Smoothing and Bursting

class SmoothingConfig:
    """Configure smoothing behavior for capacity consumption."""

    def __init__(self, base_capacity_cus: int):
        self.base_cus = base_capacity_cus
        self.smoothing_window_minutes = 5

    def explain_smoothing(self) -> dict:
        """Explain how smoothing works."""

        return {
            "concept": "Smoothing averages consumption over a time window",
            "benefit": "Prevents throttling from brief spikes",
            "how_it_works": [
                "1. Capacity consumption is measured every few seconds",
                "2. Consumption is averaged over a smoothing window (e.g., 5 min)",
                "3. Throttling only occurs if average exceeds capacity",
                "4. Brief spikes above capacity are absorbed"
            ],
            "example": {
                "scenario": "5-minute window, 64 CU capacity",
                "minute_1": "100 CU consumed",
                "minute_2": "30 CU consumed",
                "minute_3": "40 CU consumed",
                "minute_4": "50 CU consumed",
                "minute_5": "80 CU consumed",
                "average": "60 CU (no throttling)",
                "without_smoothing": "Minute 1 would throttle"
            }
        }

    def calculate_burst_capacity(self, max_scale_percent: int) -> dict:
        """Calculate burst capacity available."""

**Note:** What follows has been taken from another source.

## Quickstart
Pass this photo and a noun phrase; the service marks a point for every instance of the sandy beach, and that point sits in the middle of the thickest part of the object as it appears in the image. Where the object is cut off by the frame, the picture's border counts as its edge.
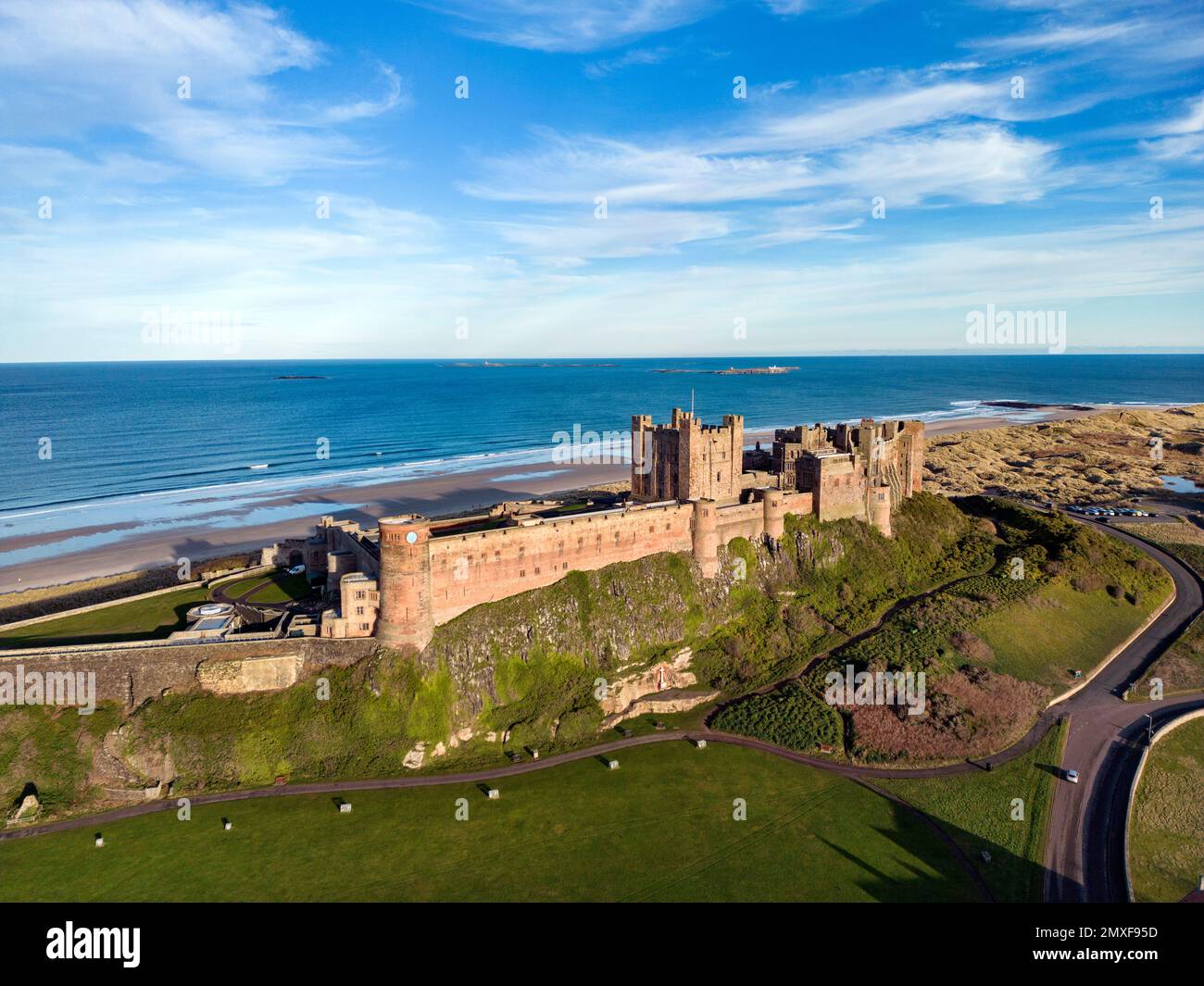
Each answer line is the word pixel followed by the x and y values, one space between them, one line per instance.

        burst_cus = self.base_cus * (max_scale_percent / 100)
        total_available = self.base_cus + burst_cus

        return {
            "base_capacity_cus": self.base_cus,
            "burst_capacity_cus": burst_cus,
            "total_available_cus": total_available,
            "burst_cost_multiplier": 1.0,  # Burst uses same rate
            "billing_note": "Burst consumption billed at same rate as base"
        }

# Usage
smoothing = SmoothingConfig(base_capacity_cus=64)

explanation = smoothing.explain_smoothing()
print("How Smoothing Works:")
for step in explanation["how_it_works"]:
    print(f"  {step}")

burst = smoothing.calculate_burst_capacity(max_scale_percent=100)
print(f"\nBurst Capacity: {burst['base_capacity_cus']} base + {burst['burst_capacity_cus']} burst = {burst['total_available_cus']} total CUs")

Monitoring Autoscale

Tracking Autoscale Metrics

class AutoscaleMonitor:
    """Monitor autoscale performance and efficiency."""

    def __init__(self, capacity_id: str):
        self.capacity_id = capacity_id

    def get_autoscale_metrics(self, hours: int = 24) -> dict:
        """Get autoscale-related metrics."""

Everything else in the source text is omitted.